This NZ Startup Is Herding Cows With Apps
Farmers are up against the wall when it comes to numbers. Cold early mornings mustering. Fuel burned on quads moving stock. Staff retention and burnout. Finally the looming specter of keeping as green a business as possible and protecting waterways. All of it is a number on a chart, a sunk cost, a calculation to be made. Hopefully the number is green at the end of the day when the milk and beef have been sent off for processing.
Halter is an agritech startup spun up in 2016 and based in Auckland by founder and CEO Craig Piggott. Piggott was working at Rocket Lab while his parents still worked the farm, and this put him in a unique position to view the farming life he’d grown up in from a different angle, and let him put his engineering skills to good use.
The business primarily pivots on solar powered GPS collars worn by herds that can remotely guide and control the cows without the need for motorbikes, dogs, or fences to keep them in line. Farmers simply draw zones on their phones that they want the cows to stay within, and then leave them to it. Once cows reach the edge of their zone the collar will let them know with a sound, stepping up to a buzz, and then an electric pulse if they get stroppy. Adjustment period to train them takes a day or two.

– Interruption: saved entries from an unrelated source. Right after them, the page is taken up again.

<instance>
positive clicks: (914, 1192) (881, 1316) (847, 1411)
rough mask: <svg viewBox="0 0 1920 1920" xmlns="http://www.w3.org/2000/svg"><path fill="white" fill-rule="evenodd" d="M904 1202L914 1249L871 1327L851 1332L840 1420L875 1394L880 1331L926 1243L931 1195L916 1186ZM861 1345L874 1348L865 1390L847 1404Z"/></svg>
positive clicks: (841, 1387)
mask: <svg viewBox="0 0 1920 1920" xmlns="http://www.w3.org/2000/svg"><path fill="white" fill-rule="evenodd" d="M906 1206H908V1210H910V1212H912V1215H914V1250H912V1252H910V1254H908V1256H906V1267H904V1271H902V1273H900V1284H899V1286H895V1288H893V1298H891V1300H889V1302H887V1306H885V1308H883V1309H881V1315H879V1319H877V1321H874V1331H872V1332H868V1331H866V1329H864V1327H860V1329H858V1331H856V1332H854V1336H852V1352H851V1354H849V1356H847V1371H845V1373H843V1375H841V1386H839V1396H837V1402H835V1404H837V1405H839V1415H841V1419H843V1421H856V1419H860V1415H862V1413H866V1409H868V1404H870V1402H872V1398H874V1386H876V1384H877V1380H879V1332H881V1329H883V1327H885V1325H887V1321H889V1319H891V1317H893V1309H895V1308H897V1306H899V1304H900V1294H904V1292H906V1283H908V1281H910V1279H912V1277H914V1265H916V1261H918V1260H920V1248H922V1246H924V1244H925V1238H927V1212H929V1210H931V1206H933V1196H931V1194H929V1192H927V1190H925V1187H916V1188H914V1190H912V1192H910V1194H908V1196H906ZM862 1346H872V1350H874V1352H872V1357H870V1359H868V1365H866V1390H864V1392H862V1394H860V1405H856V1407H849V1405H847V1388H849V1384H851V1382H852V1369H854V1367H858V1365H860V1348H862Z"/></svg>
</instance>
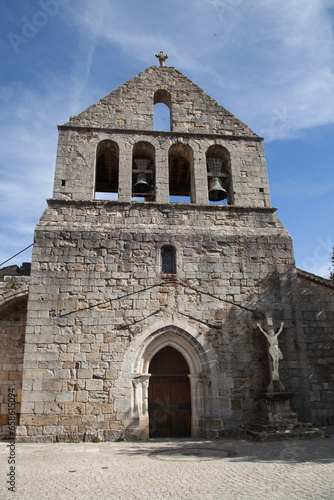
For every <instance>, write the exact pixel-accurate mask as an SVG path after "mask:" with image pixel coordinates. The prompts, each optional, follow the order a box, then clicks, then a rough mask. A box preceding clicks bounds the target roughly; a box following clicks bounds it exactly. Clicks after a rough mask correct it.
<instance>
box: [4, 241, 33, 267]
mask: <svg viewBox="0 0 334 500" xmlns="http://www.w3.org/2000/svg"><path fill="white" fill-rule="evenodd" d="M34 243H35V242H34ZM34 243H32V244H31V245H29V246H28V247H27V248H24V249H23V250H21V252H19V253H17V254H15V255H13V257H10V259H7V260H5V262H2V264H0V267H1V266H3V265H4V264H6V263H7V262H9V261H10V260H12V259H14V257H17V256H18V255H20V253H23V252H25V251H26V250H28V248H30V247H32V246H33V244H34Z"/></svg>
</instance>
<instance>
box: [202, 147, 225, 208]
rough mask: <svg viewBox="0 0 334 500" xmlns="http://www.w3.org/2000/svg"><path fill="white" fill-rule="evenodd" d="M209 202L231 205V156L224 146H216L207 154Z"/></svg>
mask: <svg viewBox="0 0 334 500" xmlns="http://www.w3.org/2000/svg"><path fill="white" fill-rule="evenodd" d="M206 166H207V173H208V191H209V202H210V203H215V204H217V203H218V204H222V205H229V204H230V203H231V189H230V187H231V186H230V183H231V176H230V155H229V152H228V151H227V149H225V148H224V147H223V146H219V145H218V144H215V145H214V146H210V147H209V149H208V150H207V152H206Z"/></svg>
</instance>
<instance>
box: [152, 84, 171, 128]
mask: <svg viewBox="0 0 334 500" xmlns="http://www.w3.org/2000/svg"><path fill="white" fill-rule="evenodd" d="M153 128H154V130H161V131H163V132H171V131H172V98H171V95H170V93H169V92H168V91H167V90H163V89H160V90H157V91H156V92H155V94H154V113H153Z"/></svg>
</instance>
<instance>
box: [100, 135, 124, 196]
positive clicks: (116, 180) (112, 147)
mask: <svg viewBox="0 0 334 500" xmlns="http://www.w3.org/2000/svg"><path fill="white" fill-rule="evenodd" d="M118 170H119V147H118V144H117V143H116V142H114V141H110V140H104V141H101V142H99V144H98V146H97V150H96V169H95V198H96V199H100V200H101V199H102V200H118Z"/></svg>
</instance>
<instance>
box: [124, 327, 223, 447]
mask: <svg viewBox="0 0 334 500" xmlns="http://www.w3.org/2000/svg"><path fill="white" fill-rule="evenodd" d="M134 344H136V345H133V346H132V349H131V351H132V353H134V352H135V351H136V355H135V356H133V362H132V363H131V364H132V367H131V368H132V370H131V371H132V405H131V406H132V422H133V420H137V421H139V436H140V438H141V439H147V438H148V437H149V415H148V385H149V379H150V373H149V366H150V362H151V360H152V358H153V357H154V355H155V354H156V353H157V352H158V351H160V350H161V349H163V348H164V347H167V346H169V347H172V348H174V349H176V350H177V351H179V352H180V353H181V354H182V356H183V357H184V358H185V360H186V361H187V363H188V366H189V379H190V391H191V409H192V418H191V436H192V437H205V431H206V427H207V425H206V423H207V420H208V410H209V409H210V408H211V404H212V396H213V395H212V390H213V387H214V386H215V382H216V381H217V377H218V363H217V360H216V355H215V353H214V351H213V349H212V348H211V346H210V345H209V344H208V343H207V342H206V341H205V339H204V338H203V336H202V335H200V334H199V333H198V332H197V331H196V330H195V329H193V328H191V327H187V326H185V328H181V327H180V326H179V325H178V326H176V325H173V324H168V325H165V326H163V327H160V328H158V329H157V330H155V331H153V332H152V328H151V329H150V331H147V332H145V334H143V335H141V336H139V337H137V338H136V339H134ZM128 361H129V360H128ZM209 418H210V417H209Z"/></svg>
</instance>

It can even act as a bit of a Fitbit for cows, which means you can pinpoint any livestock out of a herd that needs special attention or vet care. The data can also be sent to Protrack systems, an automation farming solution that usually requires manual data entry for certain applications. Now farmers can get a bead on when a cow is in heat or possibly pregnant.
Fenceless farming is a game changer that has already proven to lower expenditure on fuel and labour costs, as well as maximising grazing. It can even help protect waterways and increase soil carbon sequestration to reduce net emissions.
Northland hill-country farmer and former Beef and Lamb New Zealand Chair James Parsons owns a 600ha Angus stud farm and is one of Halter’s first beef customers. He says the system is a ‘game-changer’.
“Effortless rotational grazing on hill country beef farms is an untapped lever for achieving more sustainable and profitable production; Halter is a technology that can make best practice possible and bring hill country farming into a new era,” says Parsons.
“Within our first month, cows have been trained and are now on daily shifts. Uncollared calves are creep-grazing ahead of mum, which we anticipate will bring a significant jump in weaning weight. This was impossible to achieve even with expensive conventional fencing.”
Kiwi ingenuity didn’t end at number eight wire, in fact, Kiwi ingenuity might do away with wire entirely.